How often do we hear our young children asking, “Can I help, Mommy?” What emotions does that sweet and thoughtful request actually evoke in us? Could it be something like, “Ugh! I just want to get this done quickly and move on!” or “That’ll be a mess to contend with” or “There’s no way it will be done right to my standards, so then I’ll have to do it over again”? How quickly these pre-programmed, negative thoughts can enter our minds as to provoke us to give some type of verbal response as, “No thank you, honey. You go and play.”

Great, well-intentioned parents like us continually squelch our children’s natural inclination to be helpful and contribute. Why? Because in a task-oriented age of instant everything we hesitate to accept short-term discomfort now, even though we are inadvertently teaching at this moment the opposite of a value we wish to instill in our kids: that of a helpful contributor to the family and to the community at large for that matter.

Sure when the kids get older and can almost master a task we sign them up for all kinds of household chores.

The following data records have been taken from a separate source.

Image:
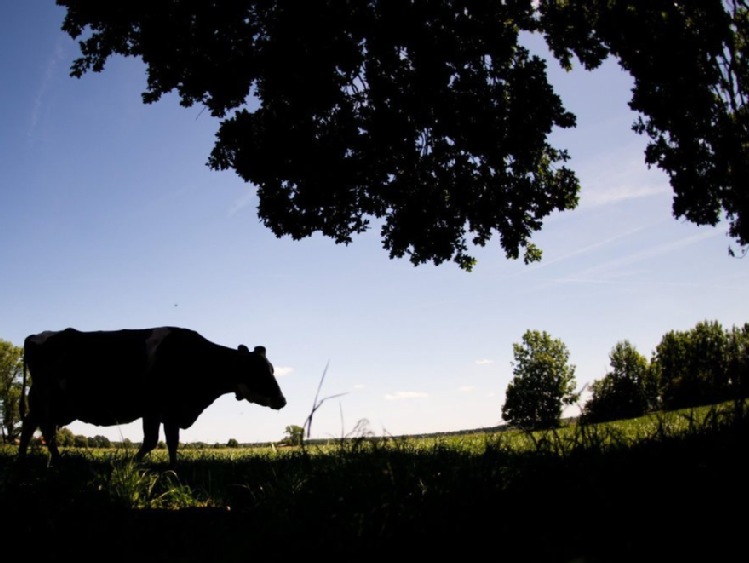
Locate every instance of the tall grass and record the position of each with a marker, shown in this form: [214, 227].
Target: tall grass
[623, 491]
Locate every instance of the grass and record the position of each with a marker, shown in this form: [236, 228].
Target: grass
[667, 487]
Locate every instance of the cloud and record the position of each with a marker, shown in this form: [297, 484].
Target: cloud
[607, 269]
[241, 202]
[404, 395]
[40, 101]
[619, 176]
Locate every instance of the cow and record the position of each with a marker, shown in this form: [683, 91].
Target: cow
[165, 375]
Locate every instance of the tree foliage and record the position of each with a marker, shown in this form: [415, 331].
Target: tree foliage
[689, 61]
[627, 391]
[703, 365]
[543, 382]
[429, 119]
[11, 372]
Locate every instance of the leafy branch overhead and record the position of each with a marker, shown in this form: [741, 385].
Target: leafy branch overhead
[429, 119]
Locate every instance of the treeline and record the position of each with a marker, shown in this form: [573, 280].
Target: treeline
[705, 365]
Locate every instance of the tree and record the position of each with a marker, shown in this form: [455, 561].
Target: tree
[688, 60]
[738, 360]
[294, 435]
[627, 391]
[11, 372]
[430, 119]
[543, 382]
[694, 366]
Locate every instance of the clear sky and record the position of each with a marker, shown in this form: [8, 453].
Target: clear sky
[110, 219]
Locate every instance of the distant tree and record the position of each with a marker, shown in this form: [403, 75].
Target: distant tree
[294, 435]
[627, 391]
[543, 382]
[431, 120]
[65, 437]
[11, 374]
[738, 361]
[100, 441]
[693, 366]
[80, 441]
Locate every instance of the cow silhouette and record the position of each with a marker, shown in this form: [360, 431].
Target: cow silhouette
[166, 376]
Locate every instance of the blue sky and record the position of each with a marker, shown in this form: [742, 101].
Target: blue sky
[110, 219]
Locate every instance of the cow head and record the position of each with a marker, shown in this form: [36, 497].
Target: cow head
[255, 380]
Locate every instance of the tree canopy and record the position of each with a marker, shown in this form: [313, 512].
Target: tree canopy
[543, 382]
[429, 119]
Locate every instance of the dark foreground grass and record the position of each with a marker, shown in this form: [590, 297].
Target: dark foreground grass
[666, 497]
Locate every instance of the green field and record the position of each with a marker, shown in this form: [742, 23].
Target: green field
[661, 488]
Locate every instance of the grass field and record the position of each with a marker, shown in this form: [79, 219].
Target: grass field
[661, 488]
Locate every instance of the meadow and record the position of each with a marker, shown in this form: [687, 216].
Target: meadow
[670, 486]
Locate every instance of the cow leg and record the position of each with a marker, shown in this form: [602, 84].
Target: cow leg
[171, 431]
[27, 431]
[49, 432]
[150, 436]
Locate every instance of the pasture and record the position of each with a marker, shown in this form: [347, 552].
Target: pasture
[664, 487]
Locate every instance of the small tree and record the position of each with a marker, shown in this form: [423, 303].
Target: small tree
[294, 435]
[627, 391]
[544, 381]
[11, 372]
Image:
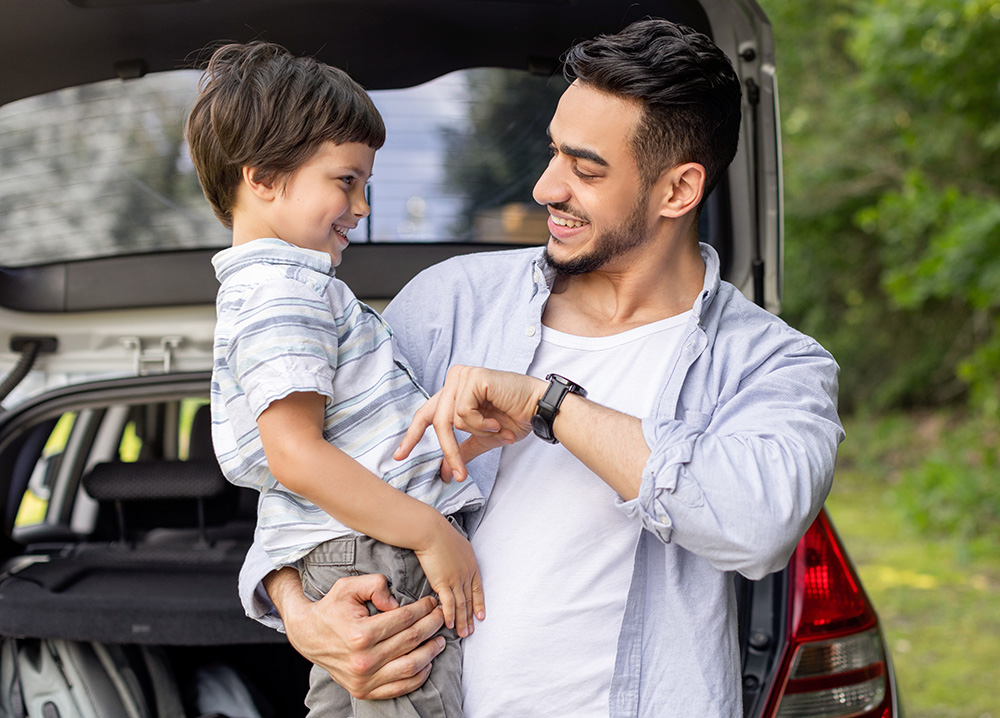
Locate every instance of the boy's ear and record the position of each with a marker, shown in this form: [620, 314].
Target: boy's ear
[263, 189]
[681, 188]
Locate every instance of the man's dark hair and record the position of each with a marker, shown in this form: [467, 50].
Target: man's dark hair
[260, 106]
[686, 85]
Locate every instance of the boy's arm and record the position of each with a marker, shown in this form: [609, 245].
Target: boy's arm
[301, 459]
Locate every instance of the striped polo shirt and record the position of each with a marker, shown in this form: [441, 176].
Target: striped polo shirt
[286, 324]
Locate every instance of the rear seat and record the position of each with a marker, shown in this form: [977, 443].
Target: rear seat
[167, 575]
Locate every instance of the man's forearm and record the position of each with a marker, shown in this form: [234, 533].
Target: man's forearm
[607, 442]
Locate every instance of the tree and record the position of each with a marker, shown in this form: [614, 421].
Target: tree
[891, 140]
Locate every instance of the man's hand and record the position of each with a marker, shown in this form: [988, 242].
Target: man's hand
[495, 407]
[374, 657]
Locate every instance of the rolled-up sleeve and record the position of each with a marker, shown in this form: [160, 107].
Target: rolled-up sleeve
[740, 485]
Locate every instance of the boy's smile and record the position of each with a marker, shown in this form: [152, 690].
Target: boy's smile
[316, 206]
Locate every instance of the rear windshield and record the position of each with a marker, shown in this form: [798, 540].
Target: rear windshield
[103, 170]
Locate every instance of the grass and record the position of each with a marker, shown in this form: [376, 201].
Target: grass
[938, 596]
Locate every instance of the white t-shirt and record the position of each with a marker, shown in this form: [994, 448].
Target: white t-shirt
[555, 553]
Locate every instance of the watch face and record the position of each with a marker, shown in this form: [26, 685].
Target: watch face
[541, 428]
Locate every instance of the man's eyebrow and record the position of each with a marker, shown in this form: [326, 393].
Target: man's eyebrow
[580, 152]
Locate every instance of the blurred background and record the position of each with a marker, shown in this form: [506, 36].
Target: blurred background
[891, 128]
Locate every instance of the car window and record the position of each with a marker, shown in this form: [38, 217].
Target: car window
[103, 170]
[114, 433]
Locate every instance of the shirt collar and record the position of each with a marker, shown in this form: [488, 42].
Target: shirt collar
[270, 250]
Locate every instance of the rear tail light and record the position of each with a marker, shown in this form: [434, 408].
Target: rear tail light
[835, 665]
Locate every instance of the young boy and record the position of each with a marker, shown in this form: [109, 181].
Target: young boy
[308, 397]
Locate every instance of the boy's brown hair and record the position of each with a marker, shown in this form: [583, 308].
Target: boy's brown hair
[260, 106]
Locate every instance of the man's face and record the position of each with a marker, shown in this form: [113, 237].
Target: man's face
[598, 206]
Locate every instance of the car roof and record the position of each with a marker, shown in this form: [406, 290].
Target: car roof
[49, 44]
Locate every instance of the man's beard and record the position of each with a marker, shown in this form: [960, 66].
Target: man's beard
[612, 244]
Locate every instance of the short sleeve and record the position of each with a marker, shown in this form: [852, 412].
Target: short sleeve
[284, 340]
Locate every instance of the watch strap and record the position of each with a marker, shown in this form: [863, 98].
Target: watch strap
[548, 405]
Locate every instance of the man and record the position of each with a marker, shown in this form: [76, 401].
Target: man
[704, 447]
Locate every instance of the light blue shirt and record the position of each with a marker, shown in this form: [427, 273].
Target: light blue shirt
[743, 441]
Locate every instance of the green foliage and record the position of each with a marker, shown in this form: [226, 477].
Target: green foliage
[891, 126]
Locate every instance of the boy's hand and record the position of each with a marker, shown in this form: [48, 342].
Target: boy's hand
[452, 571]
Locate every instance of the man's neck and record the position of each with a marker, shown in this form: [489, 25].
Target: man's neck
[637, 291]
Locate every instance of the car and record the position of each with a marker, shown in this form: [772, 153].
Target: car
[117, 527]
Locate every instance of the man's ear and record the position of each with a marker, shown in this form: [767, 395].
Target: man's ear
[262, 189]
[682, 188]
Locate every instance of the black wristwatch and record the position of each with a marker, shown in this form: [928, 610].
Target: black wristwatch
[548, 405]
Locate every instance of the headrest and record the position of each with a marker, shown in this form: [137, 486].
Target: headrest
[155, 480]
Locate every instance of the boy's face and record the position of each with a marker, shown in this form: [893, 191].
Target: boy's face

But what have we done when they were little to provide them some practice and experience the feelings of satisfaction when they have been allowed to help someone? Heck, yesterday even when my nine-year-old (no spring chicken) daughter asked me if I needed help putting away the groceries, I had to bite back the “No, thank you” at the tip of my tongue and allow the “Yes, please, I’d love your help” to emerge. Why is my knee-jerk response still a “No”? I reflected on what my initial thought was as she angelically uttered those words that we think us parents want to hear often, yet time and time again tend to reject. We think, “I need to get dinner started and she will ask me where half the stuff goes anyway. I might as well get it done more quickly myself.” Yet that initial thought chain does not support my long term goal of instilling helpfulness, thoughtfulness, kindness and even philanthropy in my daughter.

After she and I finished putting everything away, which probably took 37 seconds longer with her aid, I sincerely thanked her for kindly offering to help me and pointed out how much more fun it was tackling the job together. She grinned from ear to ear, feeling proud of herself, knowing her actions, however small, can have an impact on others and induce a warm feeling of satisfaction within her. Without missing a beat, her next offer followed, “Can I help you make dinner?”

Note to self this Summer: Let our children experience our true love and devotion by allowing them to contribute in their 'imperfect' way. Ask for help from our kids often, even when we don't need it, and always accept assistance from them although their 'helpfulness' is more work for us right now. The job that tests our ability to delay gratification will pay off with less work some years down the line. Sigh! Yes, good parents, we are frequently talking years!